Hij houdt vast aan de bouw van 900.000 woningen tot het jaar 2030 ondanks dat er door Jan van Zanen, voorzitter van de Vereniging van Nederlandse Gemeenten (VNG) is gezegd dat 750.000 woningen het maximaal haalbare is bij gebrek aan ambtenaren en bouwvakkers.

De Jonge gaat niet alleen voor veel, maar ook voor betaalbaar. Zo moet twee derde van de totale productie (600.000 stuks) zijn op te brengen voor mensen met een smalle of bescheiden portemonnee. Van die 600.000 woningen moeten er 350.000 middenhuur zijn en betaalbare koop en 250.000 sociale huurwoningen. Op termijn streeft de De Jonge ook naar jaarlijks 15.000 flexwoningen en 15.000 transformaties.

Om nieuwe woonlocaties te ontsluiten, reserveerde het kabinet al 7,5 miljard euro voor nieuwe infrastructuur de komende tien jaar. Hoe dit geld verdeeld gaat worden, is nog onduidelijk. Voor de inzet op woningbouw is 1,75 miljard euro beschikbaar. Daarnaast heeft de minister nog 388 miljoen euro te verdelen voor aandachtsgroepen en ouderenhuisvesting. Met nieuwe regels voor aanvangshuurprijzen in het middensegment, wil De Jonge verder de positie van starters en mensen met een middeninkomen ten opzichte van beleggers verbeteren.
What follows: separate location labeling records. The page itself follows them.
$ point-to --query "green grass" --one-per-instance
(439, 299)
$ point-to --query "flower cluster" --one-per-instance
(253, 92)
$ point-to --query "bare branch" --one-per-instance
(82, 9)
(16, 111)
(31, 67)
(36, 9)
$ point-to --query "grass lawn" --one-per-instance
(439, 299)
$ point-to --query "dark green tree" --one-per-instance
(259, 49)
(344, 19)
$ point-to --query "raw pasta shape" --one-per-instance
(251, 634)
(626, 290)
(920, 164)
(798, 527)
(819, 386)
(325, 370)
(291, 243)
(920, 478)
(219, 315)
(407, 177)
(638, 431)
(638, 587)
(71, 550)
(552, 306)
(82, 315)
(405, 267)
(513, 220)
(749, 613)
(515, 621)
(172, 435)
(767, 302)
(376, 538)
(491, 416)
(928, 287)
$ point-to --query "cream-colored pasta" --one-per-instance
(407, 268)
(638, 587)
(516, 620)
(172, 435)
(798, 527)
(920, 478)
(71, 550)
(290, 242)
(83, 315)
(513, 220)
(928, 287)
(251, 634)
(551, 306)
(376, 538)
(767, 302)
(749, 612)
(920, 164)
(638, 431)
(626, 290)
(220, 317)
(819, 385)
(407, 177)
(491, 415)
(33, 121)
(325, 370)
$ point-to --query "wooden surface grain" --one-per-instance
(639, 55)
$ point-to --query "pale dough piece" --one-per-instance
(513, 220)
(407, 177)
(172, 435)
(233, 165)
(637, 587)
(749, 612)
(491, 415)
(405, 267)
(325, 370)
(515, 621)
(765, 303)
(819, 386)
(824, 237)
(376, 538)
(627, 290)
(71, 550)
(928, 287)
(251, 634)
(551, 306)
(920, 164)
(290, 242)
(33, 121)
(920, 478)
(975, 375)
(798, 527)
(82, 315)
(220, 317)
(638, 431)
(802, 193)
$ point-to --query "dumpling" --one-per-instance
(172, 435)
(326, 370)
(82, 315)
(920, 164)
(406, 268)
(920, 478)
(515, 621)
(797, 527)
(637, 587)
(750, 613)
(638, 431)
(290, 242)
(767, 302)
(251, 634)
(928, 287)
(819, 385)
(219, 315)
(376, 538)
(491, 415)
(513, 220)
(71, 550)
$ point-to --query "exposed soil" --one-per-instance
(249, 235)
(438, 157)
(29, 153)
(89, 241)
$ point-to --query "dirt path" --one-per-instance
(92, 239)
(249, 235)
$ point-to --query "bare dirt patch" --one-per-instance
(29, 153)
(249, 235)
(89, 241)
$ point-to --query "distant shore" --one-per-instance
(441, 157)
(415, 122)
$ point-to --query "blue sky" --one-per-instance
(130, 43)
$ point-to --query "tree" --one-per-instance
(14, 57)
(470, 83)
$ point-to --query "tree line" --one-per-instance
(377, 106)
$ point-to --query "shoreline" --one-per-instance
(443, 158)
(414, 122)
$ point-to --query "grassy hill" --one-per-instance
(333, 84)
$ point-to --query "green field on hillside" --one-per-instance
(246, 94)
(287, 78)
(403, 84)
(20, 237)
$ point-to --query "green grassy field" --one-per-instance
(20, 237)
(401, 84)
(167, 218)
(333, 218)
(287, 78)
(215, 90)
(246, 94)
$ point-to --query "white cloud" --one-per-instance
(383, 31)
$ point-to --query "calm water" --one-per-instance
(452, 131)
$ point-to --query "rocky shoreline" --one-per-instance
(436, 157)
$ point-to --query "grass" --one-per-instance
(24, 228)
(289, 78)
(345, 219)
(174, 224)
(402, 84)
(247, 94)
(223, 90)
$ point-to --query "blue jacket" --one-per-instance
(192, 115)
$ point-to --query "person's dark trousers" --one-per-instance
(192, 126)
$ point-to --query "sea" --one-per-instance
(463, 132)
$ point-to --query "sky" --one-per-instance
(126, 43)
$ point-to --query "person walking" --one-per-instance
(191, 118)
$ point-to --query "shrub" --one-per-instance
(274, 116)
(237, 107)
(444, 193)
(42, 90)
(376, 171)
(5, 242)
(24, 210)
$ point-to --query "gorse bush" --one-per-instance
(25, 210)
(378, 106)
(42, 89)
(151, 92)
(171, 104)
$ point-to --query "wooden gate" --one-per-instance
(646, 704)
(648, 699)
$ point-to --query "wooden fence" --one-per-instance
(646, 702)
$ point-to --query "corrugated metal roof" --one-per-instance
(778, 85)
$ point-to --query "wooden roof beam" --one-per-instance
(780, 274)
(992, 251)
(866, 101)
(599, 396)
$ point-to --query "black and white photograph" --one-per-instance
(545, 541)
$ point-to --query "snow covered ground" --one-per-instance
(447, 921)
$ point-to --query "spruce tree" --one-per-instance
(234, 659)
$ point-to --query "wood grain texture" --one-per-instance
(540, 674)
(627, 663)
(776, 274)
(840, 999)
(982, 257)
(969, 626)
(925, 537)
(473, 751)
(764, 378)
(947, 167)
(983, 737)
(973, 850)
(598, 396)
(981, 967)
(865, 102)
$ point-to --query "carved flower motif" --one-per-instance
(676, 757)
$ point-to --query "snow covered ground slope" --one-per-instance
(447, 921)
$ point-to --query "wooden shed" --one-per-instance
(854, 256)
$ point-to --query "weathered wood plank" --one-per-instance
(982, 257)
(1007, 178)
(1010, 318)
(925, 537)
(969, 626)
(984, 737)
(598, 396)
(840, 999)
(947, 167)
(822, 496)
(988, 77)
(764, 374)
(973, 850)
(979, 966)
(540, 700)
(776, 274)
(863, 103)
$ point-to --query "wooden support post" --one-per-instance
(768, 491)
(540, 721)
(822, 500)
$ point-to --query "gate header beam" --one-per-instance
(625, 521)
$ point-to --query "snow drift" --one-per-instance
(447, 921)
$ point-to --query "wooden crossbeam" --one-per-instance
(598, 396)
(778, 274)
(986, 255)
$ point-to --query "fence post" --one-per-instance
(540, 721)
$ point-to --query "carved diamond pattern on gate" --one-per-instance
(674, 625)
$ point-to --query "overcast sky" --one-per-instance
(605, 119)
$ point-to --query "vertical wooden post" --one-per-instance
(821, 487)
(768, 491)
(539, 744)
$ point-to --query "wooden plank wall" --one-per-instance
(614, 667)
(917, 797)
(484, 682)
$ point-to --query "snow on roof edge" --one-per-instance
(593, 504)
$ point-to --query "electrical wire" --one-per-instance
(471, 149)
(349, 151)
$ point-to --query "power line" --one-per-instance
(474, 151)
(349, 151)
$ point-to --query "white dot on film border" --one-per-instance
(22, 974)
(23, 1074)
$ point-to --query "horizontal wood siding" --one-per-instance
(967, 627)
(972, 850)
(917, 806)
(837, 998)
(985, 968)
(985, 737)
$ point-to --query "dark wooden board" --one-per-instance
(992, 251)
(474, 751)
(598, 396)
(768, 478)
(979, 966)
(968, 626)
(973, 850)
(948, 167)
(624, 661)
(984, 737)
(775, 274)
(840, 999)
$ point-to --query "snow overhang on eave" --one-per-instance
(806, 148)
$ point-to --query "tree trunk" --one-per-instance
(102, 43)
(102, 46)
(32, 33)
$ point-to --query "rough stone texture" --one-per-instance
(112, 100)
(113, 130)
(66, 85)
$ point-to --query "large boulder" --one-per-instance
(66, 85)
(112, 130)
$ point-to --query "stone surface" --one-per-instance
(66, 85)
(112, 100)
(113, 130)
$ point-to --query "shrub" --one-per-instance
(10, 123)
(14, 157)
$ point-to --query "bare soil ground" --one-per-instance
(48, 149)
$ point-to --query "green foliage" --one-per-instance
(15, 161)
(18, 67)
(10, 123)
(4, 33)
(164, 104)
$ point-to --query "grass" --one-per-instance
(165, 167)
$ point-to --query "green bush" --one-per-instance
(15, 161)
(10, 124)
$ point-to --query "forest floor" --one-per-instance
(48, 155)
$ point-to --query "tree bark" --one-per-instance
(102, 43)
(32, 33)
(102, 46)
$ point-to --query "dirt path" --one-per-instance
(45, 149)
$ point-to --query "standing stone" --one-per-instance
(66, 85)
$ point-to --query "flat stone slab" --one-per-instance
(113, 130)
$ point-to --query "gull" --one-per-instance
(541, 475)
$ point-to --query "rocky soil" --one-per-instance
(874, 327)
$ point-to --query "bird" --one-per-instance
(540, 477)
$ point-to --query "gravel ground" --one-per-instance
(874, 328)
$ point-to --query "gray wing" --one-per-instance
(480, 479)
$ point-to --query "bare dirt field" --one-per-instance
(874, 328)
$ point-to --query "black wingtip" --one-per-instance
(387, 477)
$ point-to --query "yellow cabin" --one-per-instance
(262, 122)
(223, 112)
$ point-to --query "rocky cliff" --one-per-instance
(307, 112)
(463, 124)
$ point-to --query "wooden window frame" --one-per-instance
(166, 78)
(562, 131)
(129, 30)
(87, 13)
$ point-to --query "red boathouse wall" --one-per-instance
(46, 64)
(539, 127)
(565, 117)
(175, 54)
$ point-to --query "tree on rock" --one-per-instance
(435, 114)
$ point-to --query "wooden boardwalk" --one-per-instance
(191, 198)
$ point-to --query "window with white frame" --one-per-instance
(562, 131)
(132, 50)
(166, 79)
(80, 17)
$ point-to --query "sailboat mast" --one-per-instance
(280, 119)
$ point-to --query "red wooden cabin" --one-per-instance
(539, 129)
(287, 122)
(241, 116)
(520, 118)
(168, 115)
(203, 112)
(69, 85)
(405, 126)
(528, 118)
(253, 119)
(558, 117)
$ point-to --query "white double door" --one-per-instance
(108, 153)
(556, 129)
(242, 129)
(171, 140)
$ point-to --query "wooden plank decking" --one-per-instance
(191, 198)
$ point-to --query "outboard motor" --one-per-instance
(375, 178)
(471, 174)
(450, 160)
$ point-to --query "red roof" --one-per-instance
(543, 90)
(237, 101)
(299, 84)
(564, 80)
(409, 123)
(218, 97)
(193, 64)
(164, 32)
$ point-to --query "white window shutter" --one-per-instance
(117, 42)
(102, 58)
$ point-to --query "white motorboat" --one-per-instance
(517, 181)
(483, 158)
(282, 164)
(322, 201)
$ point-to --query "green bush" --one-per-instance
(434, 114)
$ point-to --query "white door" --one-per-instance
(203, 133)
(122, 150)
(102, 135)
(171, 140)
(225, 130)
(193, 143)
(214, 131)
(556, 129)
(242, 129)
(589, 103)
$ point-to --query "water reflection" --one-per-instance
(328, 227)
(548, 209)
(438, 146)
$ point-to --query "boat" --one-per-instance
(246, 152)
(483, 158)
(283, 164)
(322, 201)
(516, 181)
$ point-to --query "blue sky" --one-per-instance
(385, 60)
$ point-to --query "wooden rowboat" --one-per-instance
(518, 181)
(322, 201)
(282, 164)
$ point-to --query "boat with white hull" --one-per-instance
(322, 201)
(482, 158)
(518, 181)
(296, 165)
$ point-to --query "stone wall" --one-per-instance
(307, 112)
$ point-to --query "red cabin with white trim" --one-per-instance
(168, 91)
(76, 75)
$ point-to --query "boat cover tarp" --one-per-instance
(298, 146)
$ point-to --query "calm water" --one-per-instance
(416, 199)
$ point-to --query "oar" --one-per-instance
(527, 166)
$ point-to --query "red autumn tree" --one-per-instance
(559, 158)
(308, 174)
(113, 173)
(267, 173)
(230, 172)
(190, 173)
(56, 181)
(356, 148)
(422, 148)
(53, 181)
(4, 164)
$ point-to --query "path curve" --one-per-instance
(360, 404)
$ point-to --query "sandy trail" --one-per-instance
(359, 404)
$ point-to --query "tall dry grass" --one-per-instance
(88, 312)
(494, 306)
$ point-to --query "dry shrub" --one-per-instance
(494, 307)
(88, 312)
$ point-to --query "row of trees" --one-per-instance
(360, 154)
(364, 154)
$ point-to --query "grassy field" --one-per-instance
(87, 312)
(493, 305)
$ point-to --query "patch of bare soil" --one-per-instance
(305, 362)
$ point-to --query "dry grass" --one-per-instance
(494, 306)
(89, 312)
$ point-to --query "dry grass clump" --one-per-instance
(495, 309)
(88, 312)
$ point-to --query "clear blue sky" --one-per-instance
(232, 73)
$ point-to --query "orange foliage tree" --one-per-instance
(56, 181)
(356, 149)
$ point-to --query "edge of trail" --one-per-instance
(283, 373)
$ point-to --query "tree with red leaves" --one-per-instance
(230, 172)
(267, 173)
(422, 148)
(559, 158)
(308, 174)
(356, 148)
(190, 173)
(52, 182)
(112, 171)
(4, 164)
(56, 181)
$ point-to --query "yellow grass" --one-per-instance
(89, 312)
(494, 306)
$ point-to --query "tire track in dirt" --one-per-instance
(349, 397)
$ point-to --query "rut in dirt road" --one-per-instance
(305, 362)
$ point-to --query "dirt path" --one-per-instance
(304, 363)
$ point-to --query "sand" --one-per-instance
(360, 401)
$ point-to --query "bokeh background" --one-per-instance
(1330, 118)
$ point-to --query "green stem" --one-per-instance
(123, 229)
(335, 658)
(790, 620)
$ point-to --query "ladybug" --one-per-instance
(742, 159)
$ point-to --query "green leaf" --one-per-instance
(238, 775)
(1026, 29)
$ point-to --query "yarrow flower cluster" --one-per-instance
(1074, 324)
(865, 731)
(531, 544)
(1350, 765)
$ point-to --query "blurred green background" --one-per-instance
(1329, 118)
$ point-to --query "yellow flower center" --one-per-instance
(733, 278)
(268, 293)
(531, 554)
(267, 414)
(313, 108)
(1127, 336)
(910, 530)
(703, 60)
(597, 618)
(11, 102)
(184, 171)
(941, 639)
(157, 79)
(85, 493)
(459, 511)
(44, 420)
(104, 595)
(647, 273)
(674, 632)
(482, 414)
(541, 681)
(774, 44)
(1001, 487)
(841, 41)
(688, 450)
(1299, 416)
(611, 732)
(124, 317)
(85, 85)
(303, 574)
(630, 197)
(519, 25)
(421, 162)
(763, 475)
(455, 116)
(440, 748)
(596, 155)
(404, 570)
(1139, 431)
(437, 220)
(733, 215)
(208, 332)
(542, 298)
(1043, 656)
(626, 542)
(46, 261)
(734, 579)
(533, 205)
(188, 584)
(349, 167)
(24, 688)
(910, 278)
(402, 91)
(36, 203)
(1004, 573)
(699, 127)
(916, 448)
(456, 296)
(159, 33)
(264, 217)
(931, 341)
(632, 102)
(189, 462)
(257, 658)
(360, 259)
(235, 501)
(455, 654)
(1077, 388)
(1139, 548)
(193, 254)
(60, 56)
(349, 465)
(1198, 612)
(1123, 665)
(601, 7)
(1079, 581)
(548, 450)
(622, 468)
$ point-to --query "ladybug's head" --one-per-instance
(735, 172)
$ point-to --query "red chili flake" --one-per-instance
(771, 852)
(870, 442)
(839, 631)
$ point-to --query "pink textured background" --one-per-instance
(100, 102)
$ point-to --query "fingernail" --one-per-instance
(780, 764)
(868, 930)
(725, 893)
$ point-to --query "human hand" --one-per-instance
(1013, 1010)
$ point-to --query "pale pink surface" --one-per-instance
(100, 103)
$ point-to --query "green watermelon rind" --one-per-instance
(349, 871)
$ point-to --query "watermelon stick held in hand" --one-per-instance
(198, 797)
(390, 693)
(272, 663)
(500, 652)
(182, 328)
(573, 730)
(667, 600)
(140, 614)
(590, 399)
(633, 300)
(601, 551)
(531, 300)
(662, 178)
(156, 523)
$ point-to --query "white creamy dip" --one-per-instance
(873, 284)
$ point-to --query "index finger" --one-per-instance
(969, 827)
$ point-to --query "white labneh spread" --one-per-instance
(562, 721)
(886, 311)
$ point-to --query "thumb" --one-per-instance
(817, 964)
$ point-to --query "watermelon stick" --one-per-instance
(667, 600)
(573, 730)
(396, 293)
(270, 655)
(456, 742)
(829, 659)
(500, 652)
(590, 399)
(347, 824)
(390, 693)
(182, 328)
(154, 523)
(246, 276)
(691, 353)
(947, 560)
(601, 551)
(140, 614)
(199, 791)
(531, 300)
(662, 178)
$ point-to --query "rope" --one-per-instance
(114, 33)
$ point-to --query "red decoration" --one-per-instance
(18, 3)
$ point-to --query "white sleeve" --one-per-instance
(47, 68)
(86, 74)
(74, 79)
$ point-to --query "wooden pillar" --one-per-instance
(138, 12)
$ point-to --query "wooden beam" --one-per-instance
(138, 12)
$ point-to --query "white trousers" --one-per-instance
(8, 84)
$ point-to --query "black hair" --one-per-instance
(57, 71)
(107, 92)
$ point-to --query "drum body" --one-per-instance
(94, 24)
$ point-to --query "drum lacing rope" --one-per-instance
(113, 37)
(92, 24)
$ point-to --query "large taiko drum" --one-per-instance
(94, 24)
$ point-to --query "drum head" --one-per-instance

Meer duidelijkheid is er ook over de manier waarop de minister de regie neemt. De komende maanden maakt hij afdwingbare prestatieafspraken met provincies, gemeenten, corporaties en marktpartijen over het opvoeren van het tempo, nieuwbouw en betaalbare woningen.

Nationale doelen worden dan omgezet in provinciale taakstellingen, regionale woondeals en lokale prestatieafspraken. En die zijn niet vrijblijvend.